Like his fellow attorney Bailey, Held believes there was no snobbery at work here. “This was done because we want people to pay their bills when they’re supposed to pay their bills,” Held says. “It wasn’t done for egos. And it wasn’t done because we wanted only multi-millionaires in the building.”

In short, it was done because the condo realized it made more sense to act like a co-op.

 

A Tale of Two Condos

Two very different condos in two very different parts of the city have taken two very different approaches to this issue of vetting potential buyers.

The Endymion Condominium is a venerable 120-year-old building in Harlem that was gut-renovated in the late 1980s and converted soon afterward into 41 condo apartments. Since it’s a stable building with very little turnover, the board was intent on making sure that future buyers could live up to their financial obligations. But when the property manager, Sandra Greer Real Estate, proposed that the condo board act, in effect, like a co-op board, some board members were taken aback.

“We got this humongous package from our managing agent for potential buyers,” says Cheryl Delbridge, a doctor who serves as the board’s treasurer. “It asked for information on their finances – bank statements, W-2 forms, character references from their employer. They also had to sign off on the house rules and the by-laws. I was surprised but in a good way.”

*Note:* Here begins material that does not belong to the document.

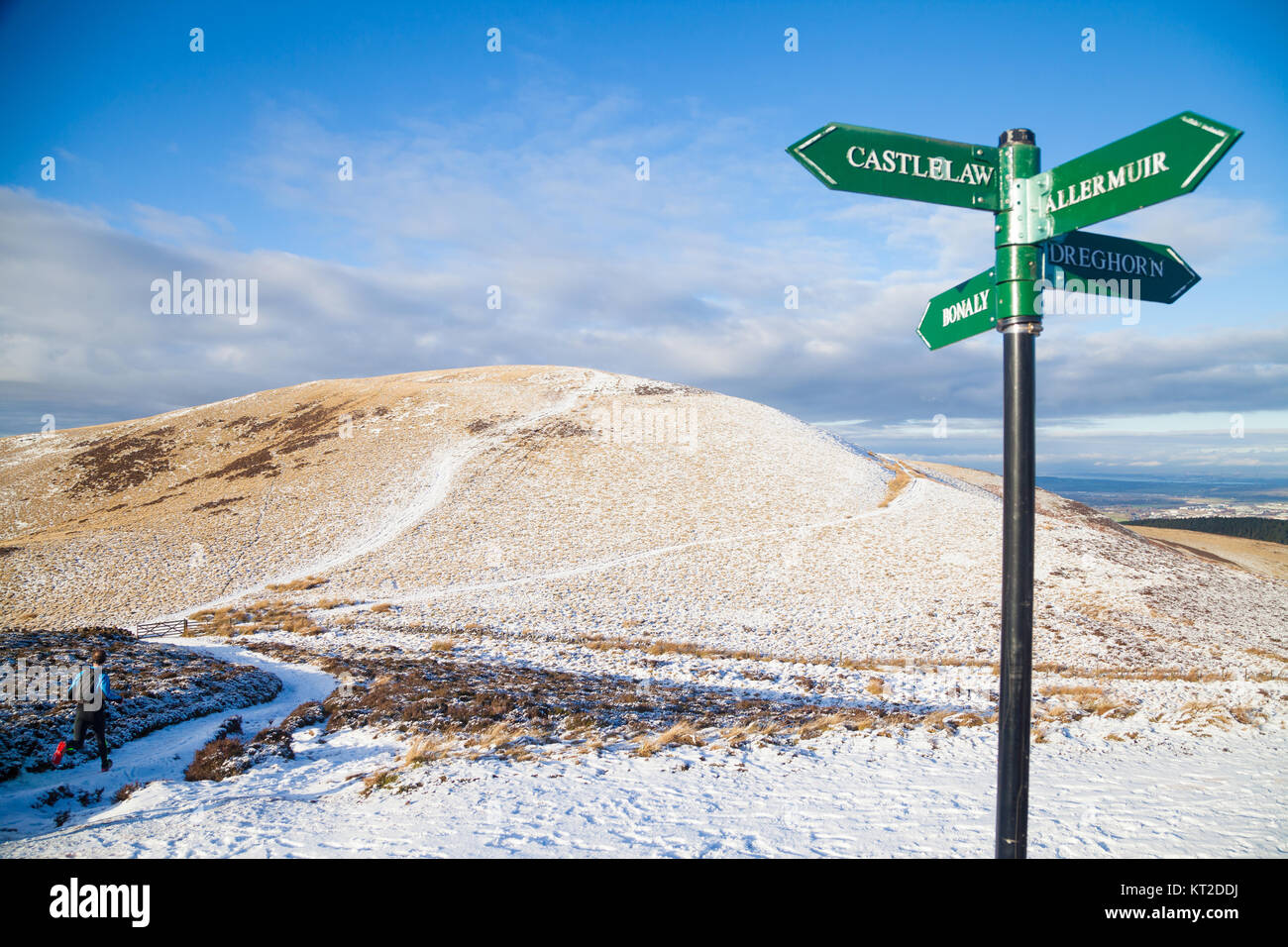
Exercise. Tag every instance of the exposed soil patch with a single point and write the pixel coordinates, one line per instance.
(112, 464)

When an apartment went on the market two years ago, the “humongous” package was put to use. And it worked. “Prior to that,” says Delbridge, “anyone who could make a down payment could buy an apartment. We had no way of knowing if they could afford the common charges, or if they’d read the house rules and governing documents. This provides a level of comfort and confidence. It worked out fine. The bottom line is that we know who’s coming in.”

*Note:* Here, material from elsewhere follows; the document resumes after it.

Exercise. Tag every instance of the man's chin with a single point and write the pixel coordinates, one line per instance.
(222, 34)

After a nightmarish experience with a unit-owner, the Shore View Condominiums at Rockaway Beach took steps – far less drastic than the Endymion’s – to make sure that in the future they know who’s coming in.

When this three-year-old, 20-unit building started collecting maintenance charges two years ago, one owner made a few of his $315 monthly payments – then mysteriously, maddeningly stopped paying. Today, he’s in arrears for more than $6,000, plus attorney’s fees.

The board took the case to small claims court and has frozen one of the balky owner’s bank accounts while it searches for others. While fighting this legal battle, the board is taking steps to make sure it doesn’t happen again.

“What we’ve decided we want to do is have a streamlined application for buyers,” says board president Janie Simmons, who works as a medical researcher. “At closing, the management company will require that the buyer fills out a form – phone numbers, where they work, where their bank accounts are. That way, if they stop paying maintenance, it’ll be easier to find their money and, if necessary, attach their wages.”

The board balked at adopting an elaborate application form like the Endymion’s.

“Our management company gave us a very involved form,” Simmons says, “but we didn’t want to do that. We don’t want to do exactly what co-ops do. We don’t want only rich people here because we have a tremendously diverse community.”

Simmons is also enough of a realist to realize that no safeguards, however elaborate, are fail-safe. “In this economy,” she says, “the fact that someone has money and assets today doesn’t mean that you’re protecting yourself forever. That’s a myth.”